That would be a cool addition to any project...

I guess you'd be a hit on youtube....

Posted: Sun Sep 04, 2011 3:39 am
by jackssmirkingrevenge
here's a brain fart, a "valveless" launcher that could fire an unmodified knife with an appropriately shaped handle silently...

Posted: Sun Sep 04, 2011 5:33 am
by jakethebeast
jsr, what kind of attaching method you are going to use? just thinking that what kind of tang im going to forge to it...

Posted: Sun Sep 04, 2011 5:34 am
by jackssmirkingrevenge
Is it possible to have a short cylindrical one?

Posted: Sun Sep 04, 2011 5:36 am
by jakethebeast
thin and round you mean? just thinkign that the balde is going to be like 5mm thick from the thikest part so it would be pretty weak spot... our ballistick knife has m5 thread on the tang but i dont know if the powerfull penumatic version would hold it so well...

Posted: Sun Sep 04, 2011 5:39 am
by Zeus
JSR, it would indeed fire the knife, but it would absolutly f*** the blade. My L1A1 bayonet was used as a throwing knife by some fool, it's got a horrid ding in the blade and the tip won't sharpen well anymore.

I hold onto the bayonet as it's the closest I'll get to owning a L1A1, unless I become a dual citizen and hang around MrC 6 months in the year.

Posted: Sun Sep 04, 2011 5:44 am
by jakethebeast
it depens of the material, heat treatmen and tempering of the blade :D

Posted: Sun Sep 04, 2011 5:48 am
by jackssmirkingrevenge
jakethebeast wrote:thin and round you mean? just thinkign that the balde is going to be like 5mm thick from the thikest part so it would be pretty weak spot... our ballistick knife has m5 thread on the tang but i dont know if the powerfull penumatic version would hold it so well...
I can have it threaded? :D a short length of M5, say about 2 cm, sounds about perfect. Remember that this part won't be under any real stress with a lightweight synthetic tail.
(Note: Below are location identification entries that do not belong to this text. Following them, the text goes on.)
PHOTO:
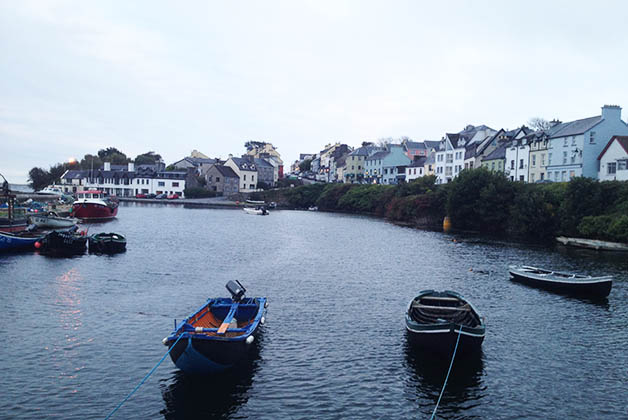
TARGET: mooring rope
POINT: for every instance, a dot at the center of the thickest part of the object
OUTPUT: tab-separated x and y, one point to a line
145	378
448	372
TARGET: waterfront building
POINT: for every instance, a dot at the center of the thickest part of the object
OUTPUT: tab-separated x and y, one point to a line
124	180
452	151
246	171
538	156
393	164
575	146
263	150
355	170
613	160
495	160
416	168
265	172
222	180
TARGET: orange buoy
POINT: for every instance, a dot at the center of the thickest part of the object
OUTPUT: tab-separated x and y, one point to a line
446	224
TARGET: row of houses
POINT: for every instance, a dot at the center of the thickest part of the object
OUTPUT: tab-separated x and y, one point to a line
261	166
593	147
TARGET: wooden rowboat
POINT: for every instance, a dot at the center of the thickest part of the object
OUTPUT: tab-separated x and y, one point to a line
560	282
435	319
219	335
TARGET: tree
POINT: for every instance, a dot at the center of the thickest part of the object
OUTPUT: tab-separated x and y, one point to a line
38	178
148	158
538	123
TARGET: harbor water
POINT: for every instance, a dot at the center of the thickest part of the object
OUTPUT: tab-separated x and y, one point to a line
80	333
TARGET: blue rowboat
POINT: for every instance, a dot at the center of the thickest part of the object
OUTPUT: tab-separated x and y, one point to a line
219	335
17	242
435	319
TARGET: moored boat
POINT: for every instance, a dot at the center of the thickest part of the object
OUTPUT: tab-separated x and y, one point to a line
220	334
63	242
94	205
10	242
107	243
434	320
260	210
560	282
51	220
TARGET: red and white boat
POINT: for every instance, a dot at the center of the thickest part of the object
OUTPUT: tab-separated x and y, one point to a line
94	204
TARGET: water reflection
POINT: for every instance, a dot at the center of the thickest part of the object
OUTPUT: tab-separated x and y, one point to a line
465	388
216	396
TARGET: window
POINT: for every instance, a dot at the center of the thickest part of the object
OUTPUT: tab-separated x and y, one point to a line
611	168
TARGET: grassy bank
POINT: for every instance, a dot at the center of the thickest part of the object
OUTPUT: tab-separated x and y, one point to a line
482	201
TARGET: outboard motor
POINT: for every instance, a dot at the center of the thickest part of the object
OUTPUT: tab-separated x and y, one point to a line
236	289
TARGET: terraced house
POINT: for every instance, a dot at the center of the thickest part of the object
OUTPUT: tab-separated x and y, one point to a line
574	147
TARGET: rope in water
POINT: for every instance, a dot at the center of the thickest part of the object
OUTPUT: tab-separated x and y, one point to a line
448	372
144	380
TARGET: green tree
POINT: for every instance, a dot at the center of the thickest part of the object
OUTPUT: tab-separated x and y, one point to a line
39	178
479	200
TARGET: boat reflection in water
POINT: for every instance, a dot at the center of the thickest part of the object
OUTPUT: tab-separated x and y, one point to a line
215	396
426	376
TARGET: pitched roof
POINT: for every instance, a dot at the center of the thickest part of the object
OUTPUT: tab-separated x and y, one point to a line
573	128
499	153
622	140
226	171
244	164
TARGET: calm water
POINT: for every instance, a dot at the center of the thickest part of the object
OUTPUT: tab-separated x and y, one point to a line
80	333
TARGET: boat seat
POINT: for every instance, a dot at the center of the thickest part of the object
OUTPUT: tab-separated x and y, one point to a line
445	308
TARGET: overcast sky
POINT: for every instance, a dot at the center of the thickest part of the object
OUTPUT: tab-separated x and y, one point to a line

Give me a couple of minutes and I'll draw up a diagram.
it depens of the material, heat treatmen and tempering of the blade
... and what you're throwing it at, and how good you are at it - if you're shít and been practicing over hard floor, well...

Posted: Sun Sep 04, 2011 5:49 am
by inonickname
jakethebeast wrote:thin and round you mean? just thinkign that the balde is going to be like 5mm thick from the thikest part so it would be pretty weak spot... our ballistick knife has m5 thread on the tang but i dont know if the powerfull penumatic version would hold it so well...
For a knife that's made to be shot I'd use thicker spring steel (at least 6, preferably 7 or 8mm) with higher grind angles and duller edges. Only the point needs to be particularly sharp. Temper it to only moderate hardness to prevent chips/cracks. I wouldn't bother with a good finish either, if you fire it, it's going to look like trash.

And JSR, tang length is basically irrelevant, the point where the blade reduces down to the tang is a massive weak spot due to the amount of moment (torque/leverage) the blade has on it, and it's small diameter. It needs to be beefed up, especially for a ballistic knife.

Edit: Hmm, didn't think of the light weight of the tail. I'd still go with thicker spring steel for the blade. Don't have any? Well cut up a leaf spring and beat it flat (either heat it up first or tie a noose for yourself). You will find few steels that are more bastardly to work, but nothings going to damage it. I have a bowie I made from a leaf spring that can be used as a blocksplitter, then used to shave with after. It's hard metal.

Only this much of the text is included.